When I turn on the readmode.processor TRACE then I see that the files are constantly flipping back and forth between Active and Watching

[2018-10-05T10:15:33,674][TRACE][filewatch.readmode.processor] Active processing
[2018-10-05T10:15:34,098][TRACE][filewatch.readmode.processor] Watched processing
[2018-10-05T10:15:34,098][TRACE][filewatch.readmode.processor] Active processing
[2018-10-05T10:15:34,674][TRACE][filewatch.readmode.processor] Watched processing
[2018-10-05T10:15:34,674][TRACE][filewatch.readmode.processor] Active processing

My processeFiles (completed) log is only showing 50 files processed so far:

root@radagc1syndb001:/var/log/impaxlog# cat processedFiles.log | wc -l
50

Oh and setting this logger into trace does not show any output in my log.

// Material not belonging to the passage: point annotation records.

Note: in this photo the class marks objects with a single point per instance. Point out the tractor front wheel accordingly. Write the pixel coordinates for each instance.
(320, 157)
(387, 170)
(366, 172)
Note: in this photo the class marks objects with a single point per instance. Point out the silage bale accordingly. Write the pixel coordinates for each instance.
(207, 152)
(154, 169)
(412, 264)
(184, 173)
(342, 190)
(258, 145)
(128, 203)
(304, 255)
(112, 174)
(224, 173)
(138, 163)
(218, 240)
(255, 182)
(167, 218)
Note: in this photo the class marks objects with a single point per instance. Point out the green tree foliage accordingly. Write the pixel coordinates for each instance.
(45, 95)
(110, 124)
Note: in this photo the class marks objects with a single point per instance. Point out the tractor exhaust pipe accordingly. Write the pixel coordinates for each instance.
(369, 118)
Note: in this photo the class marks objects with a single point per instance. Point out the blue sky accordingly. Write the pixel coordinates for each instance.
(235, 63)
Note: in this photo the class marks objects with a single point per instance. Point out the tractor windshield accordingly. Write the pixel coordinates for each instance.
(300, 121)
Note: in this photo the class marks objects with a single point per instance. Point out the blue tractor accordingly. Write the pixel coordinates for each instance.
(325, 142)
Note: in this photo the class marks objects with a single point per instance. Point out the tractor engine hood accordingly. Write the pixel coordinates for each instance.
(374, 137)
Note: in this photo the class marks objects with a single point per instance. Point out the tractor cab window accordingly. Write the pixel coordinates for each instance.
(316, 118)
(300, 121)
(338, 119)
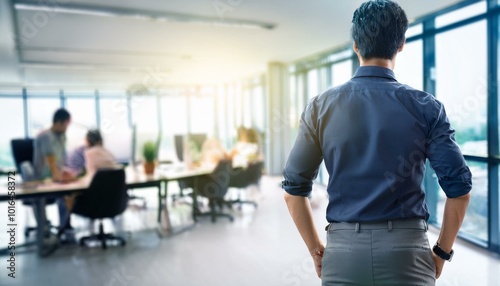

curl -XPUT 'localhost:9600/_node/logging?pretty' -H 'Content-Type: application/json' -d'
{
"logger.filewatch.readmode.handlers.read_file" : "TRACE"
}
'

Is this the correct behaviour? Am I using this plugin incorrectly?


(system) #5

This topic was automatically closed 28 days after the last reply. New replies are no longer allowed.